Your office of magistrate is responsible for protecting a member of the public brought to bar by police and district attorney. Your office makes the initial survey of state claims against the citizen and your office imposes the inconvenience, delay, inefficiency upon the operation of the accuser in the defense of the accused and in respect of his God-given, constitutionally guaranteed, unalienable and inherent rights. The general assembly intends with this law to protect the public from arrest without warrant, and to inject friction and heat into the process of making criminal cases. They are to be difficult to launch and secure.
You are using this law to ordain arrest, booking, incarceration and the whole pattern of criminal accusation that is particularly harmful to what the constitution calls the “free people” of Tennessee. Especially wronged by your usage and custom are African-Americans, descendants of the enslaved; the poor and ignorant; immigrants; aliens and strangers; and orphans and widows.
Constitutional government rejects the crime-fighting felicity and lubrication your theory allows. This law is a defense of the people at the same time that it empowers officers to arrest without a warrant. It denies you any sort of blanket permission slip to arrest any person at any time who may be chargeable with a criminal offense. But that is what you have done.
If the cop has no warrant in a roadside encounter that is not part of a traffic accident under Tenn. Code Ann. § Title 55, he must release that person. He or she must depart in his cruiser, drive downtown to the jail and come to you for or some other judge for an arrest warrant, and hope for the best in finding the person named.
In a roadside encounter between an officer and a car user or traveler, The prerequisite for an arrest without a warrant is clear.

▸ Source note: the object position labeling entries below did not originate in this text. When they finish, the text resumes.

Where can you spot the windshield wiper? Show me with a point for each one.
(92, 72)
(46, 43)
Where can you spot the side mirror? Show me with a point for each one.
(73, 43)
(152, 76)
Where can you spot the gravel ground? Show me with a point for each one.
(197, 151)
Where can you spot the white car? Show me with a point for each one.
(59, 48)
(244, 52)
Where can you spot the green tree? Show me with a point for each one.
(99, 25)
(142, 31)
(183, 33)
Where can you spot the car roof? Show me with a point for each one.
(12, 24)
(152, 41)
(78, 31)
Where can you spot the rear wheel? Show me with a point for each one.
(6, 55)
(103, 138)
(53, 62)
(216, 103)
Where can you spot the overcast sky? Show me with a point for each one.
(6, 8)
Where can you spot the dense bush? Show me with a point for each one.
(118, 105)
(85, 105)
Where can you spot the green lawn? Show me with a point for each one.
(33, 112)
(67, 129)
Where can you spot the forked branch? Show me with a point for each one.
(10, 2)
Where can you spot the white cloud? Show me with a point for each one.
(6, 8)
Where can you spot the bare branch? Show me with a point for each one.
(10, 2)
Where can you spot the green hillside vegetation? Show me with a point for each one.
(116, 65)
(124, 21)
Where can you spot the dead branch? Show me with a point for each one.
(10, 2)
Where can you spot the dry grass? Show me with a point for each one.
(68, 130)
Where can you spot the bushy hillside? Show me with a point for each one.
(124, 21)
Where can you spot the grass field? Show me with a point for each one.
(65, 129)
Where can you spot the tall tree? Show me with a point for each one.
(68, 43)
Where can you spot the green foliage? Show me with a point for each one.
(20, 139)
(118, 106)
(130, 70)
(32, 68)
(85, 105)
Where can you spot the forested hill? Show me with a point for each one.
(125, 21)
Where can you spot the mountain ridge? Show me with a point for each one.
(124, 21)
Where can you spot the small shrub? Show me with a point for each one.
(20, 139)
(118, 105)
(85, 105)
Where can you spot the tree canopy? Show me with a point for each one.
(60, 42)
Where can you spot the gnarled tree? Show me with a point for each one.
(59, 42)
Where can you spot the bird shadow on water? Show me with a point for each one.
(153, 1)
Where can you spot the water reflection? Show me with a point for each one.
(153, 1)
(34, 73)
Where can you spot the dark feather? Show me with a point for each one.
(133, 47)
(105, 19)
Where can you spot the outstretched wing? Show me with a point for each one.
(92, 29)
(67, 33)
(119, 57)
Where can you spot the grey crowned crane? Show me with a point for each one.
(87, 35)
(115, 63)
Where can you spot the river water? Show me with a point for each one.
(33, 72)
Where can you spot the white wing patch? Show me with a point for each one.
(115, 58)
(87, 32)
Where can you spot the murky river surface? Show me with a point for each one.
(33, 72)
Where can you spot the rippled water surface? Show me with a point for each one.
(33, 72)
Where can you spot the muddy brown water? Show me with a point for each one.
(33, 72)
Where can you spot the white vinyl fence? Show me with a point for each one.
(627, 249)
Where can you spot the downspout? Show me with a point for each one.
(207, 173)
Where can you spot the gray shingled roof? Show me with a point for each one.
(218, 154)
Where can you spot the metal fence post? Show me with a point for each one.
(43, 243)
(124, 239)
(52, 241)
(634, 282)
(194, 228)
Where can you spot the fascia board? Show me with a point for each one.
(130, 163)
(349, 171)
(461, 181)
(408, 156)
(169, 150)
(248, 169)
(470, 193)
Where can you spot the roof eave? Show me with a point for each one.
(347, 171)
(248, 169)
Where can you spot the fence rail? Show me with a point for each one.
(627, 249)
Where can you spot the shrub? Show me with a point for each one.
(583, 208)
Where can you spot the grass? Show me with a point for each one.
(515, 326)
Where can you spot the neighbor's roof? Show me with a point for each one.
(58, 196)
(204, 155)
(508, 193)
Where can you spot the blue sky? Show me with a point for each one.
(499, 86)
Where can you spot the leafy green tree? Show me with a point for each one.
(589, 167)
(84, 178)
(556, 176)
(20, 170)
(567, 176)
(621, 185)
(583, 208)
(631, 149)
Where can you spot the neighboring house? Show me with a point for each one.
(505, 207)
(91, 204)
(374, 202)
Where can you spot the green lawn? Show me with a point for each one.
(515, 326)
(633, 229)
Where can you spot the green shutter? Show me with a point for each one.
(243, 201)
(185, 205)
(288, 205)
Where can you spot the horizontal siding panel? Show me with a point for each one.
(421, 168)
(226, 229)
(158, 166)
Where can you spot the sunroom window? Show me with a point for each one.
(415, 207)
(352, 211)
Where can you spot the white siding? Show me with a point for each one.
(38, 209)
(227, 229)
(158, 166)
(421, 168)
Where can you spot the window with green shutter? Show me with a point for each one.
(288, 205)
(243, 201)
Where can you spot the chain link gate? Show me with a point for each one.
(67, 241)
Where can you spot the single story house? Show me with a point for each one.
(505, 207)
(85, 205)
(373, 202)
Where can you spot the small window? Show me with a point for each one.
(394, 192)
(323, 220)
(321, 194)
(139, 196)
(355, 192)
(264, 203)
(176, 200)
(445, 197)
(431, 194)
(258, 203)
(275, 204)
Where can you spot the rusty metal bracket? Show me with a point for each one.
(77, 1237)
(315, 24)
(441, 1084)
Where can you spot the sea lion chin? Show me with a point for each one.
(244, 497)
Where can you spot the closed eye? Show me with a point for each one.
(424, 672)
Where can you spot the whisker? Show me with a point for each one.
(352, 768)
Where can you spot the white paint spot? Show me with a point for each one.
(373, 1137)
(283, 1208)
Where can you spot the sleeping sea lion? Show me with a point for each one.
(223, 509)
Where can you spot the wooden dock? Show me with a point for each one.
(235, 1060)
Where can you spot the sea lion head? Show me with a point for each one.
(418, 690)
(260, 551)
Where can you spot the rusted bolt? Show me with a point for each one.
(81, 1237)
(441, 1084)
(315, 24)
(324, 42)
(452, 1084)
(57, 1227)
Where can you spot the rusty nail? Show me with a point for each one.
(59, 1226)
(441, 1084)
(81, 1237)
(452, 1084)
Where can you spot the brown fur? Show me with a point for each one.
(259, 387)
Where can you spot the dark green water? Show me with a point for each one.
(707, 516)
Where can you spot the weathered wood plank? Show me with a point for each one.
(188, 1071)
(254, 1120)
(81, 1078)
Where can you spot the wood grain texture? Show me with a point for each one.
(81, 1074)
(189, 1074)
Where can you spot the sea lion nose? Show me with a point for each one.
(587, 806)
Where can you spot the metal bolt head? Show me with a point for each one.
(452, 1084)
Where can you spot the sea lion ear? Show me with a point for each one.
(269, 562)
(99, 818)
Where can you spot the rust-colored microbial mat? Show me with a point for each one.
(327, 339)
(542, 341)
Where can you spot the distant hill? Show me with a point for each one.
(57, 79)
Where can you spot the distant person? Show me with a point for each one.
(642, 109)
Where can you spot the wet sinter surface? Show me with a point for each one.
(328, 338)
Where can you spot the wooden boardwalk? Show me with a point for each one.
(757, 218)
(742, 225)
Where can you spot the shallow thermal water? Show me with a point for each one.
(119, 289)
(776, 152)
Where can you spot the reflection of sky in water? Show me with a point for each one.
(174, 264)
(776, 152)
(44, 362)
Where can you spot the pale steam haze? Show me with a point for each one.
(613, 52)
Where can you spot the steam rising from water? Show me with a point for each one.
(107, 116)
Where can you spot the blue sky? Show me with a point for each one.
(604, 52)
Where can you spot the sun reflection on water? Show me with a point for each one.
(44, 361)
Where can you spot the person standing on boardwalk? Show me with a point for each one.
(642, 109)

There must be an auto accident.
The cases of Jimmy Lee Moore, John Luman and Gregory Parker do not qualify for arrest without a warrant. None of these men whose cases I’ve covered as a member of the press were involved in a crash.
Are arrests of Luman, Parker, Moore illegal?
The arrests of these men and thousands of others appear to be illegal, ultra vires to the clear writing of the law.open the city and/or the county to legal action for tort, fraud, criminal negligence and oppression. False arrest is more than civilly actionable. If I am correct in my analysis, it is a criminal.
Criminal law cuts two ways, against the citizen, and against the officer and the state representative in its use.
I request a review of the statute in light of my assertions and your care and the other judges’ high regard for Hamilton Countians’ constitutionally guaranteed rights. Respectfully yours, etc.